One of the better jokes of recent years was a remark, ascribed to President Bush, that the trouble with the French is that they don’t have a word for entrepreneur.
         Two funny things about the joke. One, of course, is that the word entrepreneur is French and we laugh because we are pleased with ourselves that we knew that. Two is that we think President Bush could never have made that joke in a million years because we assume that he wouldn’t have known.
         And it’s true that the Americans do not, generally, speak French and tend to feel ever so slightly inferior because of it. The American humorist Dave Barry once wrote, at the time of a crisis in Haiti, that in order for Americans to look down on the backward and impoverished natives of Haiti, they always had to forget that every Haitian above the age of twelve can pronounce the word fauteuil better than an American would be able to do so.
         This would never occur to a Briton. Not being able to speak French does not worry the British. And the fact that so many words come into our language from French, from ‘gigolo’ and ‘charlatan’ to ‘trousseau’ and ‘maisonette’, never unsettles us. Why should it? It hardly occurs to us that they are French imports at all. As with food and drink and cars, we just take as much as we want from abroad and think nothing of it. We call it broad-mindedness. Others call it selfishness.
         Americans are different. They have an exaggerated idea of the status of all things French, so they are simultaneously in awe and scornful of them. That is why they make jokes like the one about the up-market New Yorker who exclaims ‘Pretentious? Moi?’, a joke which strikes a Briton as too feeble even to make a cartoon in the New Yorker. That is why no American would ever dream of seeing a French film, only of getting it turned by Hollywood into another film which has had all traces of Frenchness removed.

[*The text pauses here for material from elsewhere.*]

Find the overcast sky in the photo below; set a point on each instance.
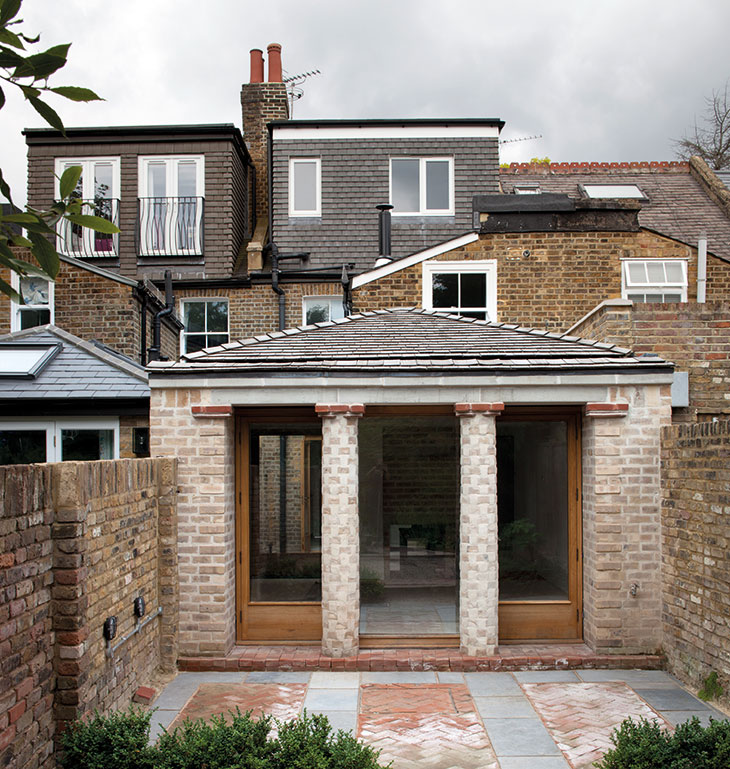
(606, 80)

         When French products do well in America, the Americans feel threatened. Nobody in Britain has ever resented the success of Perrier – we actually let a British comedy award be named after Perrier! – but not very long ago there was a firm in Texas which bottled water under the brand name of Artesian and which chose as their slogan: ‘Kick Perrier in the derriere!’ It is a sobering thought that down in Texas there are educated people who are not only in awe of Perrier but think it rhymes with derriére…

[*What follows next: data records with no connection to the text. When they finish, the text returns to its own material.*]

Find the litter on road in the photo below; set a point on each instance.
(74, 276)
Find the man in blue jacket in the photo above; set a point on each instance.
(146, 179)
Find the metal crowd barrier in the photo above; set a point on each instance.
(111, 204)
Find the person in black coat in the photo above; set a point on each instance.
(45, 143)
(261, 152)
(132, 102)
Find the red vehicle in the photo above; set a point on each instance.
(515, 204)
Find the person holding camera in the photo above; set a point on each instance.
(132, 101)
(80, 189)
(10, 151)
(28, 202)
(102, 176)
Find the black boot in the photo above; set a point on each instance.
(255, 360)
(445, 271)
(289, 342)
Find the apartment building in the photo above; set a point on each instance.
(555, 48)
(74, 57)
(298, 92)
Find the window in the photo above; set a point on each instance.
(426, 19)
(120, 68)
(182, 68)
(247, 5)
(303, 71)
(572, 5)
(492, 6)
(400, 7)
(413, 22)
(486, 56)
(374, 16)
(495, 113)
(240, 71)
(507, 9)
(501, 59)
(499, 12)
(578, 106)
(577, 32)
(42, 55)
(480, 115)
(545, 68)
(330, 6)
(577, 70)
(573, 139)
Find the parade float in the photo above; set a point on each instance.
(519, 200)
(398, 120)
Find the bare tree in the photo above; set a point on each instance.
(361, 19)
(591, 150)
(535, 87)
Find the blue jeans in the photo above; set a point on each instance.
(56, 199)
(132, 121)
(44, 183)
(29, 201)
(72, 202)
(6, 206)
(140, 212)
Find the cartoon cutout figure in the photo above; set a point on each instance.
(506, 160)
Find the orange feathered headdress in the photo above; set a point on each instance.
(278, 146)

         British attempts to use French in advertising are crass in a different way. We seem to think that by putting le or la in front of an English word, we can make it sort of more French. ‘Le crunch’ was a slogan for an apple. ‘Le shuttle’ was a slogan for, well, for the shuttle. ‘Le car was the slogan for a car, which was even more clumsy, as ‘le car’ is actually the French for ‘the bus’, but that sort of thing would never bother the British.
         The French, oddly, can be creative with English words in a way that English itself cannot. For instance, I have seen the word co-recordman used in a French sports report. It meant ‘someone who is the co-holder of a world record’. A native English speaker could never use English like that, but the French writer didn’t know that and so he got away with it.
         He was also lucky to be writing at a time when the import of English was not frowned upon, because the French sometimes love the novelty of foreign words and welcome them, and sometimes hate their invasive nature and promptly put up the trade barriers. It’s all ebb and flow with the French. I once worked with a French film crew in France, and was told by them that there had recently been a crackdown on the use of English jargon during filming.
         ‘We had always started a new take with the command ‘Action!’, just as in English, but someone decreed that from now on it would have to be a French word, ‘Moteur!’. So the next day on the first take someone yelled ‘Moteur!’ and nothing happened. Everyone said, ‘Moteur? Qu’est-ce que c’est? Comprends pas…’ and so we went back to the American word because nobody accepted the French word.’
         The French still import English words, like ‘home’ and ‘sprint’ and the British still import French words like ‘en suite’ and ‘déjà vu’ and ‘genre’ and ‘auteur’ – where would English film criticism be without the word ‘noir’? – but the difference is still that the British do it without reflection and the French worry endlessly over it. I have on my shelves a thick dictionary of ‘Anglicismes’ published by Robert, a compendium of English expressions taken into the French language and given a new home there, everything from ‘Jamesbonderie’ to ‘Kick’. I cannot imagine any publisher in the English-speaking world even considering producing a compendium of French expressions in English.
         British menus may once again be filling up with French expressions – jus, noisette, medaillons, coulis, etc, etc – while our ensuite bathrooms fill up with bidets, and our beds fill up with duvets, and it is because the British happily adapt to foreign terms by hardly ever noticing that they are foreign.
         I noted, by the way, that ‘kick’ is listed among other ‘Anglicismes’. ‘Kick’, incidentally, does not mean ‘kick’. It should do. The French have no good word for ‘kick’. They say ‘donner a coup de pied a’ or ‘give a blow with the foot to’. How useless. What you need is a single powerful word for ‘kick’. How can any modern language not have a single word for ‘kick’? No wonder French never caught on as the world lingua franca. (What ‘le kick’ actually means is ‘kick-starter’. What a waste of a good word)
         I feel it might be churlish in the circumstances to sign off with an insult to the French language, so I am leaving the last word to the French humorist Alphonse Allais. I thought I knew his writings well, but the other day for the first time I came across his admirably terse summation of England:
         “Angleterre: une colonie normande qui a mal tourne.”
         Which one might translate as:
         “England – an old Norman colonial possession which went downhill very fast.”